TOKYO: Eleven Asia-Pacific nations on Tuesday agreed to move toward signing a massive trade deal, Japanese officials said, after they revived it following the pullout of the United States.
“A statement of agreement by the TPP 11 has finally been sealed and the 11 countries agreed to go ahead with preparations for signing it,” Economy Minister Toshimitsu Motegi told reporters after a meeting of officials in Tokyo.
“It is epoch-making for our country and the future of the Asia-Pacific region,” Motegi added.
The agreement came following a two-day meeting of the chief negotiators of the 11 Trans-Pacific Partnership (TPP) nations in Tokyo.
The 11 members will work towards signing the final accord “by early March,” a statement said.
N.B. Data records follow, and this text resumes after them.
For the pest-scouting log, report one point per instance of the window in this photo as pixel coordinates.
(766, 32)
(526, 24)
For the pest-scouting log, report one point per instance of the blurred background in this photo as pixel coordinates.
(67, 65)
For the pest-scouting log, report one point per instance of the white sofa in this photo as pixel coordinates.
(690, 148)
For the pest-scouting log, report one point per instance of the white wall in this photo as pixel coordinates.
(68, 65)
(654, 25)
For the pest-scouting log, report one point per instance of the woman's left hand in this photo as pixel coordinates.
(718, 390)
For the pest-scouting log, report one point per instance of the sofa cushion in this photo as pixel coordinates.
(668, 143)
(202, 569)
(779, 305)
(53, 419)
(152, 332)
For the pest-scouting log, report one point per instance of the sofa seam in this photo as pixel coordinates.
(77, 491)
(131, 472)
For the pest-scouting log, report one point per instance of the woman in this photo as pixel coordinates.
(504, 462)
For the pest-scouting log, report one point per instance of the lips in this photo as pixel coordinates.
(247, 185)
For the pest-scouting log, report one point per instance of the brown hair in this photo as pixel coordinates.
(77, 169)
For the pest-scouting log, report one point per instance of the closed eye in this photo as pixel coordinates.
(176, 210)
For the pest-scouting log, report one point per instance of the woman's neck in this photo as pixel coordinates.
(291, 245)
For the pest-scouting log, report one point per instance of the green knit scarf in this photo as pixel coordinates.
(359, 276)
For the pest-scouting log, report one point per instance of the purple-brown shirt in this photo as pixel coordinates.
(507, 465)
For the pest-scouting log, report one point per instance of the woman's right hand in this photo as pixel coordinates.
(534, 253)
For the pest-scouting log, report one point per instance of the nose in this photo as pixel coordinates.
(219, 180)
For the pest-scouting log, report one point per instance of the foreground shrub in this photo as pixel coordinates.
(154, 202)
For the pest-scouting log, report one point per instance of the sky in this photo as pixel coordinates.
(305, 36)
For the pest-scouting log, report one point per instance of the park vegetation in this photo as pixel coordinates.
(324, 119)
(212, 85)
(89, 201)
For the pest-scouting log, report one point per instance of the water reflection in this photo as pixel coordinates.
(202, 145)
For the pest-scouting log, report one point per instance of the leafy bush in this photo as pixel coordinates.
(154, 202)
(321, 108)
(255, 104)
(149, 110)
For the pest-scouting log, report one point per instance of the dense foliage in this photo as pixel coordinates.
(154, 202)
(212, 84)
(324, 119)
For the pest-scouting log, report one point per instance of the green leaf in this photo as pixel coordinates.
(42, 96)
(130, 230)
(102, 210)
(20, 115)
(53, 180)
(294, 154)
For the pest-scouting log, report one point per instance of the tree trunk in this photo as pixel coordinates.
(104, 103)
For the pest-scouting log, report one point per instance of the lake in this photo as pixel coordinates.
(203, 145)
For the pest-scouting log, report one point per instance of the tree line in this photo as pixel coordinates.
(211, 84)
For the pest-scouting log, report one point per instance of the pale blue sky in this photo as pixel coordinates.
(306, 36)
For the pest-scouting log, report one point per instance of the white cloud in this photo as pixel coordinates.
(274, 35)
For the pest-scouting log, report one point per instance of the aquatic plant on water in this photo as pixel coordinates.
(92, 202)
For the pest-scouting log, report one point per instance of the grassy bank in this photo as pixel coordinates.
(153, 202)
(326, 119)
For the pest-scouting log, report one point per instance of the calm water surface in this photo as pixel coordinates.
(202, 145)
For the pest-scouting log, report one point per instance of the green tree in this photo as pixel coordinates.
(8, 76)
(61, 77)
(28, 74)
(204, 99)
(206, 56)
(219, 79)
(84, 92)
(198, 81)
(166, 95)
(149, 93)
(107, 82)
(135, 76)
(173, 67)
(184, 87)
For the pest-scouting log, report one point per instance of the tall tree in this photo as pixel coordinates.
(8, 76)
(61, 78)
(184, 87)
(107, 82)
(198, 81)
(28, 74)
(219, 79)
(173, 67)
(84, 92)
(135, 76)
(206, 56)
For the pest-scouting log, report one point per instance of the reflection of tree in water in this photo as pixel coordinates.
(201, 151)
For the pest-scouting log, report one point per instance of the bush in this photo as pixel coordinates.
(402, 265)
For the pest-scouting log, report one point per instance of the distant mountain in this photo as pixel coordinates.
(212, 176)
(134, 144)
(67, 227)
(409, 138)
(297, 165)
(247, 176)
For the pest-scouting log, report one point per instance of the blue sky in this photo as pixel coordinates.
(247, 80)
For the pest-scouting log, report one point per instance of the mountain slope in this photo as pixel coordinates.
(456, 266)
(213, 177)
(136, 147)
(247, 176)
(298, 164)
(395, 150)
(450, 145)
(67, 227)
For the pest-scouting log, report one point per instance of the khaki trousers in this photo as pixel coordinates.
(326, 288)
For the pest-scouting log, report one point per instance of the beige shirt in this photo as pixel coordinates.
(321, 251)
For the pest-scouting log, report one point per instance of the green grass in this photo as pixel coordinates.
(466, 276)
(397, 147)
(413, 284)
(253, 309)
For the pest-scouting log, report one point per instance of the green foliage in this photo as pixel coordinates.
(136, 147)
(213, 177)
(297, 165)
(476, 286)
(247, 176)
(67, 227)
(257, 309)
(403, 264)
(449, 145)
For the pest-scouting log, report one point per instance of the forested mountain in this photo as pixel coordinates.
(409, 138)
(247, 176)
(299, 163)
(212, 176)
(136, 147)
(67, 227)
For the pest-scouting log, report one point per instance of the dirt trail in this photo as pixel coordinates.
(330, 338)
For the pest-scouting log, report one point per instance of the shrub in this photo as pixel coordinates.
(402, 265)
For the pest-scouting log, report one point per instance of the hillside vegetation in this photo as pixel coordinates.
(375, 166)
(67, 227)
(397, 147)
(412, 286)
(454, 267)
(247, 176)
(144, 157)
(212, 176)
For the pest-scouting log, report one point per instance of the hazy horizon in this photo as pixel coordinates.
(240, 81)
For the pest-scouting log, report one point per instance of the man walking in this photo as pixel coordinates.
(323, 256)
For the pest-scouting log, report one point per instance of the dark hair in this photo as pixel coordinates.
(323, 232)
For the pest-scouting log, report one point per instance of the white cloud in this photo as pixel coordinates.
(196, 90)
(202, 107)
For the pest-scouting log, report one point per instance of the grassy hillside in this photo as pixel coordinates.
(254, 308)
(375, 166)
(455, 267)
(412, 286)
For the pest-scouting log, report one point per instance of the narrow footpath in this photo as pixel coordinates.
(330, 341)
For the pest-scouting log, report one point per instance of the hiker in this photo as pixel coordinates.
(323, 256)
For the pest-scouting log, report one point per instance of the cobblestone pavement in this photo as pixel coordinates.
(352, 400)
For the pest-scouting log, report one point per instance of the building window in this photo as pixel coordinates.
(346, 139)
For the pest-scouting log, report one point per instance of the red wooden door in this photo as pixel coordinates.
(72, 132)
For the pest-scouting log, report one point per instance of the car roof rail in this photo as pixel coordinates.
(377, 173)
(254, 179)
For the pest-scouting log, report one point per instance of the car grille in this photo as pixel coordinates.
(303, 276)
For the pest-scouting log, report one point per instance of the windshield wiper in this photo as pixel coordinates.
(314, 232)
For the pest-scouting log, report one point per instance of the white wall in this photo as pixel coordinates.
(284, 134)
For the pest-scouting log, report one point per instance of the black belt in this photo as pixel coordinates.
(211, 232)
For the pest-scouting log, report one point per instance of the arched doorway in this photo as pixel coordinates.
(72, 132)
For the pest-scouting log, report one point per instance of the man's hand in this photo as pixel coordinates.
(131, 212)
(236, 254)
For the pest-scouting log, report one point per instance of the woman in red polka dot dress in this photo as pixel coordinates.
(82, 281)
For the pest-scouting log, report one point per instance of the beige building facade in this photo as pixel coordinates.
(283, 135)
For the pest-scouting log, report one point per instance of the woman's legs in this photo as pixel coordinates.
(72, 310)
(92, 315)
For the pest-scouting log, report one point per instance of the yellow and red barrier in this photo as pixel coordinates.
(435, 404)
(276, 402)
The agreement would incorporate all commitments from the original TPP, except for a limited number of provisions suspended temporarily, and some remaining issues to be finalised.
“At the Tokyo round, senior officials resolved these outstanding issues, finalised the list of suspended provisions, and completed the legal verification of the agreement,” according to the statement.
US President Donald Trump abandoned the Trans-Pacific Partnership in January last year calling it a “job killer” and throwing the pact’s future into doubt.
The deal covered 40 percent of the world economy before the US withdrawal and – with its notable exclusion of China – was intended to counter Beijing’s economic prowess in the region.
Several remaining members, however, pushed hard for its revival following the US withdrawal, notably New Zealand and Japan.